It is difficult to not personalize verbal assaults and there are reasons why that is so.
Responding to verbal abuse requires a strong self-awareness. That is why it is not easy to deal with these attacks. This is the second in a series of three posts. In this post, you are encouraged to distinguish the different reactions between one’s body, soul and spirit.
- What is the initial reaction to cursing?
- What is the initial thinking when abused?
- What is the desire when abused?
The first question is a physical reaction. The initial instinct is to use your body to stop the abuse. The victim mirrors their abuser!
The second question is the mental reaction. The initial instinct is to reason with the abuser. Fact: you cannot reason with an abuser!
The third question is the spiritual reaction. Overt aggression is often answered by passive aggression. At this stage, the victim enables their own abuse!
The Book of Proverbs in the Bible has much to say about cursing. Through the related axioms, we can formulate strategies to handle verbal abuse.
1. Cursing is like the continual, unrelenting fall of rain (Proverbs 27:14-15). The apostle Peter masked his discipleship to Jesus by cursing (Matthew 26:74). He was covering bitterness and confusion.

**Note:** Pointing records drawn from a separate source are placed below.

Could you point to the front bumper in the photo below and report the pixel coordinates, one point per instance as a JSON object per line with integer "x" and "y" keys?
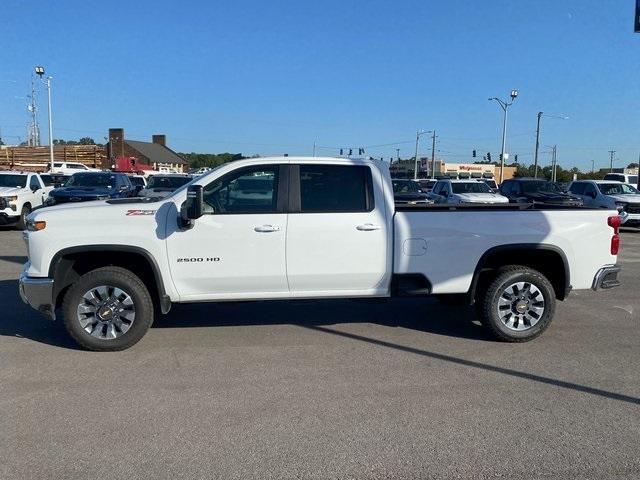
{"x": 607, "y": 277}
{"x": 38, "y": 293}
{"x": 6, "y": 219}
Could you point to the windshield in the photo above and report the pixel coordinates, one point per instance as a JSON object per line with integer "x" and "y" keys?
{"x": 470, "y": 187}
{"x": 534, "y": 187}
{"x": 137, "y": 181}
{"x": 92, "y": 180}
{"x": 19, "y": 181}
{"x": 405, "y": 186}
{"x": 617, "y": 189}
{"x": 169, "y": 183}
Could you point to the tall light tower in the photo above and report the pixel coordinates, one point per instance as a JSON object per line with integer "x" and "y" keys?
{"x": 40, "y": 72}
{"x": 505, "y": 106}
{"x": 33, "y": 132}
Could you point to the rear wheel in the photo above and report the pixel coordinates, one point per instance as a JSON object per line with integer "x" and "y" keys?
{"x": 518, "y": 305}
{"x": 108, "y": 309}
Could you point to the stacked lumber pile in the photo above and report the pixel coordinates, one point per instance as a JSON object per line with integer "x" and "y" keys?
{"x": 36, "y": 159}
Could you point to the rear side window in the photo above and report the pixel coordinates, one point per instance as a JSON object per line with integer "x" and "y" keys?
{"x": 335, "y": 188}
{"x": 577, "y": 188}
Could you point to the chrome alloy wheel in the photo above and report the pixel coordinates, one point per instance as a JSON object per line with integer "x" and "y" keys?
{"x": 106, "y": 312}
{"x": 520, "y": 306}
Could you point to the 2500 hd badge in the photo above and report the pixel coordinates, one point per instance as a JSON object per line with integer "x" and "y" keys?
{"x": 199, "y": 259}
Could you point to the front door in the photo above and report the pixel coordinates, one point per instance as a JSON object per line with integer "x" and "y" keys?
{"x": 237, "y": 248}
{"x": 337, "y": 232}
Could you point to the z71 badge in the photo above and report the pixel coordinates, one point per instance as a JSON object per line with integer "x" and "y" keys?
{"x": 140, "y": 212}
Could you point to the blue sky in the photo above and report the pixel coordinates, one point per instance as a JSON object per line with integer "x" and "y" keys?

- Curses have causes and are not accidental outbursts (Proverbs 26:2).
- Visualize the cursing as a mask hiding the abuser’s face.
- Consider what it is the abuser is hiding.

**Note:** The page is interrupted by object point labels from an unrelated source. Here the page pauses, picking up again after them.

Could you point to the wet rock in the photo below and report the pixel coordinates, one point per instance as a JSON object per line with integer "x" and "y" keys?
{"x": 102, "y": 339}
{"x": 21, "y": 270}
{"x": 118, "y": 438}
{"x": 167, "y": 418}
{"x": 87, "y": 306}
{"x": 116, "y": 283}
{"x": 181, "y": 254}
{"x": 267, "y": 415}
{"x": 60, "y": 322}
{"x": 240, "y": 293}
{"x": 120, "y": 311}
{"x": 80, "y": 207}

2. Cursing is difficult NOT to personalize (Proverbs 10:19). Why? Because 90% of a person’s 40,000 – 60,000 thoughts per day are negative! Verbal abuse profanes the sanctuary of our space.
- Visualize the workspace of the abuser as your personal home.

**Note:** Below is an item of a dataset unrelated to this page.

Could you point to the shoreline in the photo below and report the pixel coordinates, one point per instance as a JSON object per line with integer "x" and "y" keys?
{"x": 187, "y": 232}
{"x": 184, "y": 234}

- How does it feel to have your personal space invaded by outside influence?
- There is a natural desire to protect your family. Apply this feeling to those around you. You affect them when you are affected by verbal abuse.
3. The most effective strategy is to diffuse a negative spirit by a positive spirit (Proverbs 27:17).
- Unasked for and unwanted thoughts need to be confronted.
- Calmly and firmly respond along the lines: “Stop making me feel unworthy.” or simply just, “Stop it!”
- Visualize each unwanted thought as being written on a paper. Now mentally burn that paper in fire. As the smoke ascends, visualize the negativity disappearing. This exercise is even more powerful when performed literally.
Prayer for Healing Victims of Abuse
God of endless love,
ever caring, ever strong,
always present, always just:
You gave your only Son
to save us by the blood of his cross.
Gentle Jesus, shepherd of peace,
join to your own suffering
the pain of all who have been hurt
in body, mind, and spirit
by those who betrayed the trust placed in them.
Hear our cries as we agonize
over the harm done to our brothers and sisters.
Breathe wisdom into our prayers,
soothe restless hearts with hope,
steady shaken spirits with faith:
Show us the way to justice and wholeness,
enlightened by truth and enfolded in your mercy.
Holy Spirit, comforter of hearts,
heal your people’s wounds
and transform our brokenness.
Grant us courage and wisdom, humility and grace,
so that we may act with justice
and find peace in you.
We ask this through Christ, our Lord. Amen.
(The above prayer from the United States Conference of Catholic Bishops.)